Mi encuentro casual con la caja de los Lackless había despertado mi curiosidad, e intenté aprender algo sobre los nudos narrativos íllicos. Pero pronto descubrí que la mayoría de los libros sobre Yll eran de historia y no de lingüística, y no aportaban información de cómo leer un nudo.
Así que registré los Catálogos Muertos y hallé un único estante con libros abandonados relacionados con Yll en una de las partes más tenebrosas, con techos muy bajos, de los sótanos más profundos. Y mientras buscaba un sitio donde sentarme a leer, descubrí una pequeña habitación escondida detrás de unas estanterías.
No era un rincón de lectura, como yo había sospechado. Dentro había cientos de carretes enormes de madera a los que se arrollaban cuerdas anudadas. No eran libros, exactamente, sino su equivalente íllico. Una fina capa de polvo lo cubría todo, y me dio la impresión de que hacía décadas que nadie entraba allí.
Siento una gran debilidad por las cosas secretas. Pero me percaté rápidamente de que era imposible leer los nudos sin saber íllico. En la Universidad no había clases de íllico, y después de preguntar un poco me enteré de que ninguno de los guilers del maestro lingüista sabía más de unas cuantas palabras sueltas.
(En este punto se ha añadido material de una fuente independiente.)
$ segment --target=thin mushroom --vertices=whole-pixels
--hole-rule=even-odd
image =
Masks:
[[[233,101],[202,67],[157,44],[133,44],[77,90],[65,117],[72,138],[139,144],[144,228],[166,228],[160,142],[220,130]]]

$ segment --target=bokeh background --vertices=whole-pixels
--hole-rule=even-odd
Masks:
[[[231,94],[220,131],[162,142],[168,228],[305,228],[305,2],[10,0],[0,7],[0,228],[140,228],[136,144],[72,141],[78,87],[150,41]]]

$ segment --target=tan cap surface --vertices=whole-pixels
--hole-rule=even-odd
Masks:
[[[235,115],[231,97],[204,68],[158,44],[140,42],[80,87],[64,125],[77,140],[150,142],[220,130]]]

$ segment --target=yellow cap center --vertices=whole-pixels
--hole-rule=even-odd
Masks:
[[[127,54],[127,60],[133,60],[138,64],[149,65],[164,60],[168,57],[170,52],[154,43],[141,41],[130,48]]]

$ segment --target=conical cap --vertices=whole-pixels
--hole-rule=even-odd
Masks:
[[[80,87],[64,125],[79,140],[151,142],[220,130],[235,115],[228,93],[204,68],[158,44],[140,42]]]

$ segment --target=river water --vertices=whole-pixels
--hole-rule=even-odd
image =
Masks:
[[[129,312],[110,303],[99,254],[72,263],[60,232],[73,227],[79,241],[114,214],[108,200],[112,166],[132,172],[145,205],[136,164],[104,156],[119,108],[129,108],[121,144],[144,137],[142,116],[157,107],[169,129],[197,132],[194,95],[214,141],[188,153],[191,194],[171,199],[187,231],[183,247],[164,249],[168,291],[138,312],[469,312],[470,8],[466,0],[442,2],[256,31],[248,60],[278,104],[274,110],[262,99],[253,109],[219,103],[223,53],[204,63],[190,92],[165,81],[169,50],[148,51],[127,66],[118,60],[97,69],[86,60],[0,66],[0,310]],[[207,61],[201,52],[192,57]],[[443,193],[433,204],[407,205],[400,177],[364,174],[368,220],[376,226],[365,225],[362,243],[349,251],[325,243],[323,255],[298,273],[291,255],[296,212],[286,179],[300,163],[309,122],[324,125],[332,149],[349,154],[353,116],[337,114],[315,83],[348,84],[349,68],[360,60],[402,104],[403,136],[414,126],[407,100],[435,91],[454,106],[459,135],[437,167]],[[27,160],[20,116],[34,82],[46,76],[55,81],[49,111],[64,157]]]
Eso no me sorprendió mucho teniendo en cuenta que Yll había quedado prácticamente arrasada bajo las botas de hierro del imperio Atur. Lo poco que quedaba de ella estaba habitado mayoritariamente por las ovejas. Y si te ponías de pie en medio del país, podías lanzar una piedra al otro lado de la frontera. Sin embargo, fue un decepcionante final para mi búsqueda.
Entonces, unos días más tarde, el maestro lingüista me llamó a su despacho. Se había enterado de que había estado haciendo averiguaciones, y resultó que él tenía buenos conocimientos de íllico. Se ofreció para darme clases particulares, y yo acepté de buen grado su ofrecimiento.
Desde mi llegada a la Universidad, solo había visto al maestro lingüista durante los exámenes de admisiones y cuando había tenido que presentarme ante las astas del toro por motivos disciplinarios. Cuando actuaba como rector, el maestro Herma era bastante severo y formal. Pero cuando no estaba sentado en la silla del rector, era un profesor asombrosamente hábil y amable. Era ingenioso y tenía un sentido del humor asombrosamente irreverente. La primera vez que me contó un chiste verde, me quedé petrificado.
Elodin no daba clases ese bimestre, pero empecé a estudiar nominación con él en privado. Ahora que ya entendía que su locura seguía un método, todo iba mucho mejor.
El conde Threpe se llevó una gran alegría al verme vivo y dio una fiesta de resurrección donde me exhibió con orgullo ante la nobleza de la región. Me encargué un traje a medida para la ocasión, y en un arrebato de nostalgia pedí que me lo hicieran de los colores de mi antigua troupe: el verde y gris de los hombres de lord Greyfallow.
Después de la fiesta, mientras nos tomábamos mano a mano una botella de vino en su salón, le conté mis aventuras a Threpe. No le hablé de la historia de Felurian, porque sabía que no me creería. Tampoco pude contarle gran parte de lo que había hecho al servicio del maer. Por lo tanto, Threpe creyó que Alveron había sido muy generoso al recompensarme, y yo no se lo discutí.